Now, with previous books that I've said that didn't sound like they should have but it worked because of the experiences life threw at them too young? Or ones that sounded older, but worked? This isn't an example. Eden does have a story, and yeah, it's a sad one, but she didn't sound sad, at all.  The older voice didn't come off well, and just perceived Eden thinking she was better than the others and a little snobby, it doesn't help that she never really voluntarily interacted with them, either. Also, it might have been a little less weird if she actually had obligations. She lived with an aunt she didn't necessarily like and with friends she wasn't that bothered about.

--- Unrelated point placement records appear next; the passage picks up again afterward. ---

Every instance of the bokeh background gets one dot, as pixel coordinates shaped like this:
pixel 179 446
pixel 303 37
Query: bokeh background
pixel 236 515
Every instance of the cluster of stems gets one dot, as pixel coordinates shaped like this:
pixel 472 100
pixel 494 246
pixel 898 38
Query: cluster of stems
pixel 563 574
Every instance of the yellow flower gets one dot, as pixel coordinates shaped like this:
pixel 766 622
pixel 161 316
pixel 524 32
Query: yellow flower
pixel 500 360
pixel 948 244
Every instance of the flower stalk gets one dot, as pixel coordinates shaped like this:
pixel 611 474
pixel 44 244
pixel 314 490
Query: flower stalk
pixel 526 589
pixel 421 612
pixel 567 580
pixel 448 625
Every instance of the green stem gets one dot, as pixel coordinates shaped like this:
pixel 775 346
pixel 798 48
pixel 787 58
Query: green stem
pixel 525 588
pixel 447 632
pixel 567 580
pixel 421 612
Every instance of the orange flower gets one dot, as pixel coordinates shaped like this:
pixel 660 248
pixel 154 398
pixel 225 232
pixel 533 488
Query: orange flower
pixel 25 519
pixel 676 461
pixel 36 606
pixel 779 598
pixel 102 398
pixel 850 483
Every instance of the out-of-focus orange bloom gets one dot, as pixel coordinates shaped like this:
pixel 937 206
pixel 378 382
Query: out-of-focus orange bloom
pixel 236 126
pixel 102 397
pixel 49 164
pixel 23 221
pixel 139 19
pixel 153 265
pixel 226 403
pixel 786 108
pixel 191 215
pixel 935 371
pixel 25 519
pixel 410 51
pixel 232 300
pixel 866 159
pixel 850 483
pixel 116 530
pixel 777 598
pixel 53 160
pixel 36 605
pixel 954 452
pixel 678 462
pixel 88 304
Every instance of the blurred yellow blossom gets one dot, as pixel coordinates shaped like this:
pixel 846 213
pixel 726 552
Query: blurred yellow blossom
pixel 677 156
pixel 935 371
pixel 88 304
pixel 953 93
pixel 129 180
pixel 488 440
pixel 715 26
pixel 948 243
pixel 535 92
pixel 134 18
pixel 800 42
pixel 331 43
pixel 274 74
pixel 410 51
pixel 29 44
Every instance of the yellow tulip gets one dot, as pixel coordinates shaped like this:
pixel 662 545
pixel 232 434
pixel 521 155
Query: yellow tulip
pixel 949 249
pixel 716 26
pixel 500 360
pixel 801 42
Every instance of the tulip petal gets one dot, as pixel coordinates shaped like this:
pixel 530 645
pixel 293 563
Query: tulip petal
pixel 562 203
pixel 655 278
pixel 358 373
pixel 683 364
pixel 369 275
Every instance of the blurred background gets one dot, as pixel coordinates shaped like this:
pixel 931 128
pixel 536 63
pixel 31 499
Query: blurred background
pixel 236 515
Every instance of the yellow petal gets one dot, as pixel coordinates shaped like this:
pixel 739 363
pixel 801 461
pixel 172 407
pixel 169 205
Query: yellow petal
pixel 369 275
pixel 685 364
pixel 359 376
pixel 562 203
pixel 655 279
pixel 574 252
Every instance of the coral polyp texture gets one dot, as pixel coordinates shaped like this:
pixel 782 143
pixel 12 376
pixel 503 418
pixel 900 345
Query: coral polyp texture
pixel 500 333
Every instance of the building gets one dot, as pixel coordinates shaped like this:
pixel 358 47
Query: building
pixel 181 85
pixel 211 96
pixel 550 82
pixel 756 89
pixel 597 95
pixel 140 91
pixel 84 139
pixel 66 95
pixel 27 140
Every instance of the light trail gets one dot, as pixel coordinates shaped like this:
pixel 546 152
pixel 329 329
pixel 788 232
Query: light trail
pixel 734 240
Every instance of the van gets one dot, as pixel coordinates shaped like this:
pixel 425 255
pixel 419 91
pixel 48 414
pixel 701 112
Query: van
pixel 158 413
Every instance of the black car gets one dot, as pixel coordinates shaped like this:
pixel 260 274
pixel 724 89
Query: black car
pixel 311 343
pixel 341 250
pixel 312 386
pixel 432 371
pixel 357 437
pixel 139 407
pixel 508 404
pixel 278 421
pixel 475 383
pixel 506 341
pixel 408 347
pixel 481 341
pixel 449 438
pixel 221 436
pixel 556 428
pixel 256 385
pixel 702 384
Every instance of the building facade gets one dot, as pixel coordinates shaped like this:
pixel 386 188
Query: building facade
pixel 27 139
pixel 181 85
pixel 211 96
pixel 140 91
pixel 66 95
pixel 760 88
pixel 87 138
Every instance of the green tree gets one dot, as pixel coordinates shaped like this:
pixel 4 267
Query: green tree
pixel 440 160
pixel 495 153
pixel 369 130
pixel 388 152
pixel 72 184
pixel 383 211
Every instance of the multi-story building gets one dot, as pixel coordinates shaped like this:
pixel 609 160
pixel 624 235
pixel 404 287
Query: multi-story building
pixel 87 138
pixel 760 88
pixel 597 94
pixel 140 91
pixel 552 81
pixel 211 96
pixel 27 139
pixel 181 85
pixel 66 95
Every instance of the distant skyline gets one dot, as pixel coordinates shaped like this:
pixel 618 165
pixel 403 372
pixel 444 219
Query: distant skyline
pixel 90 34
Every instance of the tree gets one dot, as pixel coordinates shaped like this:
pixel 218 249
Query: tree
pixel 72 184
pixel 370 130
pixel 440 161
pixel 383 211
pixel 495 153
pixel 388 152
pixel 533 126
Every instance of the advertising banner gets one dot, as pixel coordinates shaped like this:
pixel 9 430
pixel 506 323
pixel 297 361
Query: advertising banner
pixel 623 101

The romance situation. We have the typical  best-friend-is-a-guy-and-is-secretly-in-love-with-her-but-she-too-dumb-to-notice, or let's call it YA ground hog day. Then there's the almost insta-love, that doesn't turn out to be insta-love, that kind of tortures you the whole book, with no chemistry whatsoever, and eventually when they did kiss...you were so over it, it kind of just faded out.
Let's talks about the plot, or therefore lack of one, everything seems a little quick and too coincidental, and then it seemed most of it had gotten forgotten throughout, with just little pieces to keep it together. There were also a lot of filler chapters that really provided nothing and were quite useless. I won't spoil it, since I am trying to post this spoiler free to an extent of what you already know, but it wasn't original, as I said. I've read a few this year that were a lot stronger than After Eden, and when the characters aren't the strongest part of a book, then the plot has to be- or it falls apart. I wouldn't say After Eden fell apart because it  was there, the potential, if the story wasn't focused on the will-they- wont-they between the two main characters. So there was nothing that held me captive. the characters weren't strong. That twist wasn't even a twist, you could see it coming, it wasn't a surprise, it wasn't even not predictable, and that ending...

Ugh, I really dreaded writing this review, because I get so frustrated and I hate writing reviews like this, especially when it's one that you were looking forward to, that sounded right up your alley, but didn't work at all.
After Eden is a fast read with a fast pace and an interesting prose but it lacked plot, character depth, a voice and ultimately, something that was distinctive between its competitors.